12-752: Data-Driven Building Energy Management

Fall 2016, Carnegie Mellon University

Assignment #1

Task 1 [0%]: Making sure everything is installed correctly

Please double click the code cell below and click 'Cell' -> 'Run Cells' in the drop-down bar above.

You should get an output similar to this (the version numbers should be the same):

Python version:
3.5.2 |Anaconda 4.2.0 (x86_64)| (default, Jul  2 2016, 17:52:12) 
[GCC 4.2.1 Compatible Apple LLVM 4.2 (clang-425.0.28)]
Numpy version:
1.11.1
Sklearn version:
0.17.1

In [1]:
%matplotlib inline 
import numpy as np
import matplotlib.pyplot as plt

import sys
print('Python version:')
print(sys.version)
print('Numpy version:')
print(np.__version__)
import sklearn
print('Sklearn version:')
print(sklearn.__version__)


Python version:
3.5.2 |Anaconda 4.2.0 (x86_64)| (default, Jul  2 2016, 17:52:12) 
[GCC 4.2.1 Compatible Apple LLVM 4.2 (clang-425.0.28)]
Numpy version:
1.11.1
Sklearn version:
0.17.1

Short Introduction to Python and Jupyter

Jupyter notebooks consist of cells. This cell is a Markdown cell. Try double-clicking this cell. You can write pretty text and even Latex is supported!

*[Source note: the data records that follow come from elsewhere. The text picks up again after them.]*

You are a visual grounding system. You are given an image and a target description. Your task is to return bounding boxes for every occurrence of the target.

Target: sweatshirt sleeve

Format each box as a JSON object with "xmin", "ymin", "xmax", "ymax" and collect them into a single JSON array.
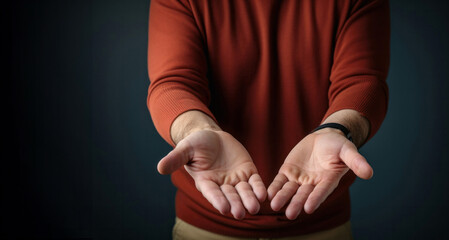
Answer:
[
  {"xmin": 147, "ymin": 0, "xmax": 215, "ymax": 146},
  {"xmin": 324, "ymin": 0, "xmax": 390, "ymax": 139}
]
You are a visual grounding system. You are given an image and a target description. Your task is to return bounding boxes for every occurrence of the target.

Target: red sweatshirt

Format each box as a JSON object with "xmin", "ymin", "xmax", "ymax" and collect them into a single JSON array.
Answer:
[{"xmin": 147, "ymin": 0, "xmax": 390, "ymax": 237}]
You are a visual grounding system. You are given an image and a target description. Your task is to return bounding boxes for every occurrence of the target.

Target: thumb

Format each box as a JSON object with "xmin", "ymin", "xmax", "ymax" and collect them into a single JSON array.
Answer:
[
  {"xmin": 340, "ymin": 141, "xmax": 373, "ymax": 179},
  {"xmin": 157, "ymin": 141, "xmax": 192, "ymax": 174}
]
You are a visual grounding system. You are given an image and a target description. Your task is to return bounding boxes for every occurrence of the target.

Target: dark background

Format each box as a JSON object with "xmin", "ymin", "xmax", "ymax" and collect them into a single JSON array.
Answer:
[{"xmin": 4, "ymin": 0, "xmax": 449, "ymax": 239}]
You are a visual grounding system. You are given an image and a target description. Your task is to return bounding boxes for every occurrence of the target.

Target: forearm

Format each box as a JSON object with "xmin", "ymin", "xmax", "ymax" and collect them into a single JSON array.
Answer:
[
  {"xmin": 322, "ymin": 109, "xmax": 370, "ymax": 147},
  {"xmin": 170, "ymin": 110, "xmax": 221, "ymax": 144}
]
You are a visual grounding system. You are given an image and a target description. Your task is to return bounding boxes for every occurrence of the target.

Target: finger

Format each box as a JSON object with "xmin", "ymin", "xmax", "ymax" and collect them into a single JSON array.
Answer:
[
  {"xmin": 248, "ymin": 174, "xmax": 267, "ymax": 202},
  {"xmin": 221, "ymin": 184, "xmax": 245, "ymax": 220},
  {"xmin": 271, "ymin": 182, "xmax": 299, "ymax": 211},
  {"xmin": 267, "ymin": 174, "xmax": 288, "ymax": 201},
  {"xmin": 340, "ymin": 142, "xmax": 373, "ymax": 179},
  {"xmin": 235, "ymin": 182, "xmax": 260, "ymax": 214},
  {"xmin": 157, "ymin": 141, "xmax": 192, "ymax": 174},
  {"xmin": 285, "ymin": 184, "xmax": 313, "ymax": 220},
  {"xmin": 196, "ymin": 180, "xmax": 231, "ymax": 215},
  {"xmin": 304, "ymin": 180, "xmax": 338, "ymax": 214}
]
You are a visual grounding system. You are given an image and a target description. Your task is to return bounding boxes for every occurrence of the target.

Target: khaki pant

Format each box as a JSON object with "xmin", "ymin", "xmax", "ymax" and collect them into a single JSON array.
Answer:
[{"xmin": 173, "ymin": 218, "xmax": 353, "ymax": 240}]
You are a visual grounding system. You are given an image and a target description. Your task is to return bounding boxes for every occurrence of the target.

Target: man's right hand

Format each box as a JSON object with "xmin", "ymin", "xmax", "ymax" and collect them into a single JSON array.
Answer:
[{"xmin": 158, "ymin": 130, "xmax": 267, "ymax": 219}]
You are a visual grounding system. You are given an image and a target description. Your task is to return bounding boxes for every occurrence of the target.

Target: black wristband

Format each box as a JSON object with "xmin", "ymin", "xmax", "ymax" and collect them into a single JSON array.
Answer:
[{"xmin": 312, "ymin": 123, "xmax": 352, "ymax": 142}]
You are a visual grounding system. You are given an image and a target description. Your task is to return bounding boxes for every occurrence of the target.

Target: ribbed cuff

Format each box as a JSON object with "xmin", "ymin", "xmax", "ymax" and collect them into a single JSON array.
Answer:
[{"xmin": 323, "ymin": 78, "xmax": 388, "ymax": 141}]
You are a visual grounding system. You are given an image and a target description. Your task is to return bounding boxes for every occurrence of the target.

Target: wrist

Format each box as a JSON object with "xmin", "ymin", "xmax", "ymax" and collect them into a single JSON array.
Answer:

A short Latex example: $\sum_i x_i = 42$

Task #2 [10%]: Quick exercise

Create a new cell under this cell. Change the cell type to 'Markdown'. Make the cell display Euler's formula (https://en.wikipedia.org/wiki/Euler%27s_formula) in Latex. Do not forget to run the cell you just created.


In [ ]:
#This is a code cell
#Jupyter allows you to run code within the browser

#try running this cell
x = 5+15+1000
print(x)

Task #3 [10%]: Another quick exercise

Create a cell under this. Make sure the type of the cell is 'Code'. Compute the sum of 1 to 20 and print it to the console. Hint: np.sum and np.arange will be your friends.

Plotting

Jupyer notebooks allow you to interactively explore data. Let's plot a sine-wave.


In [2]:
x = np.arange(0,2*np.pi,2*np.pi/80.0)
y = np.sin(x)
plt.plot(x,y)


Out[2]:
[<matplotlib.lines.Line2D at 0x10e5b5470>]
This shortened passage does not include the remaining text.